The IRS decides to audit some old man and summons him to the IRS office. The auditor wasn't surprised when the guy showed up with his attorney.

The auditor said, "Well, sir, you live an extravagant lifestyle, yet don't have full-time employment. It says here that say that this is your income is strictly by gambling. I'm not sure the IRS finds that to be true."

So the old man says bluntly "Look, I'm a great gambler and I can prove it to you. How about a demonstration?"

The auditor thinks for a moment and said, "Okay, fine; go ahead."

The man says, "Alright. I'll bet you a thousand dollars that I can bite my own eye."

The auditor looks closely at the man and decides: "It's a bet."

The old man removes his glass eye and bites it. The auditor's jaw drops.

The man says, "Now, how about this: I'll bet you two thousand dollars--double the last bet--that I can bite down on my other eye."

Obviously, the auditor knows that the old man isn't blind, so he takes the bet. "There's no way I could lose this bet..." the auditor thinks to himself. The old man removes his dentures and very carefully bites his good eye.

The stunned auditor now realizes he has wagered and lost three thousand dollars, with an attorney as a witness. He starts to get nervous.

"Alright, now those two bets weren't very fair. You didn't know I had a glass eye and you also didn't know I wore dentures," said the old man. "I've got one last bet: I'll bet you ten thousand dollars that I can stand on one side of your desk and pee all the way into that trash can on the other side of your room and never get a single drop of piss anywhere in between."

The auditor, twice burned, is very cautious now--but he wants the money. He looks carefully and decides there's no way this old guy could possibly manage that stunt, so he agrees for a third time.

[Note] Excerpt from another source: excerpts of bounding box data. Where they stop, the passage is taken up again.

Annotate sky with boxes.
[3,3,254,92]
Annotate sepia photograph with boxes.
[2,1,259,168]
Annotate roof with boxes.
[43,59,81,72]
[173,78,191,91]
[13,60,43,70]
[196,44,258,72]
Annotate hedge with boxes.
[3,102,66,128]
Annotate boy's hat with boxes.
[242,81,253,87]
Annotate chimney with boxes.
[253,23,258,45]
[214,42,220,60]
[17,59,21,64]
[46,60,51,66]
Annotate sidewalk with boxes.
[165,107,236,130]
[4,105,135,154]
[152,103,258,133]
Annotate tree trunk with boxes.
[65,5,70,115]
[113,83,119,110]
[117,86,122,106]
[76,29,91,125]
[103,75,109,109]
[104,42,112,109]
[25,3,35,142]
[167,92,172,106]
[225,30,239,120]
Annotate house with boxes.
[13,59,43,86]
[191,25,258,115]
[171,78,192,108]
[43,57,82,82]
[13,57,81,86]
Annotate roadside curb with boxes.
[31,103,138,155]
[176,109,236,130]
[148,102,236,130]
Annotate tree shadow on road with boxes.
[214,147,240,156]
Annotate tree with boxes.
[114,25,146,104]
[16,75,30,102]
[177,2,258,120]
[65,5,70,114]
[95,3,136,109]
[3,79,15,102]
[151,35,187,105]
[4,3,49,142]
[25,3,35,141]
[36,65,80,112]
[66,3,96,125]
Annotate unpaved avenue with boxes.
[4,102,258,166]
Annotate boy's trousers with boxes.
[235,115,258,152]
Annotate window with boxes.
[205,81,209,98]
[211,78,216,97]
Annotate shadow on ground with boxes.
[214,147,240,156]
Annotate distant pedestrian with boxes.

The old man stands beside the auditor's desk and unzips his pants. Even though he pissed as hard as he possibly could, the stream just couldn't reach the trash can on the other side of the room. He ends up soaking every sheet of paper, the computer, and every memo all over the auditor's exotic wood desk.

The auditor leaps with joy! He just won $7,000 and turned a major loss into a huge win. In the corner, however, the old man's own attorney moans and puts his head in his hands.

"What's the matter--are you okay?" the auditor asks.

"Not really," says the attorney. "This morning, when he told me he'd been summoned for an audit, he bet me fifty thousand dollars that he could come in here and pee all over your desk and that you'd be happy about it!"